Re: What if an URI also is a URL

Am Freitag, den 14.09.2007, 20:06 +0200 schrieb Richard Cyganiak:
> On 14 Sep 2007, at 00:01, Oskar Welzl wrote:
> > The trouble is finding the right ones for RDF you write yourself.
> > "Right" in this context means there's a chance of other's using the  
> > same
> > URI for the same thing, which *should* be easier for things 'on the  
> > web'
> > than in general.
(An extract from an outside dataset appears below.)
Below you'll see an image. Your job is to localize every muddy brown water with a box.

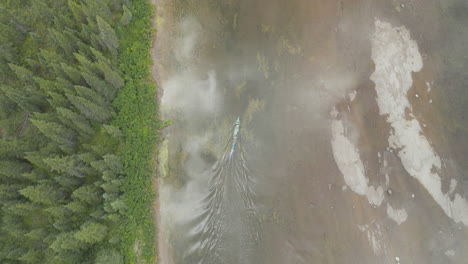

[154,0,468,264]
Or so I thought before...
> 
> Hm, I don't see the trouble.
> Want to find a URI for something?
> If you know that it is an existing web resource, use its URI.
> 

So whats the URI for flickr, the service that allows you to upload
photos? <http://www.flickr.com>? Or rather <http://flickr.com>? Oh no,
wait a minute, we agreed before we shouldnt use the URI of a single
information resource when we refer to a whole site/service. So -
<http://my.domain.net/id/websites#flickr>?

It's *not* easy and I'm hating it. ;)

> You should never be afraid of minting new URIs, even if there might  
> be an existing one out there already. If you learn about a good  
> existing URI later, then you can still declare it owl:sameAs. Not  
> knowing a good existing URI for something should never stop you from  
> publishing RDF data about that thing.

Right. Its hardly a problem if we use different URIs for the same thing.
It becomes nasty, though, if we use the same URI for different things -
as it happens when I say something is a foaf:homepage (=a
foaf:document), while somebody else claims the same thing is a
sioc:Forum and, as such, contains sioc:Posts (that are not on my
weblog's front page and never were).
Again, from an RDF-consumers' point of view, none of this matters; the
same URI can also be used to describe the weather in Bern yet again.
It's the authors who have to take care. That's why I said it's more
difficult to choose the right URIs when authoring than to read/interpret
them in any given document.

> That being said, there are lots of great resources for finding  
> existing SemWeb-friendly URIs. You can use the SemWeb search engines,  
> e.g. SWSE, Swoogle, Uriqr. Lots of good stuff can be found around the  
> Linking Open Data project. If it exists in Wikipedia, then it has a  
> URI in DBpedia.

Those are great, yes. I started falling in love with dbpedia because
its so "real life".

BTW: I highly appreciate your feedback here.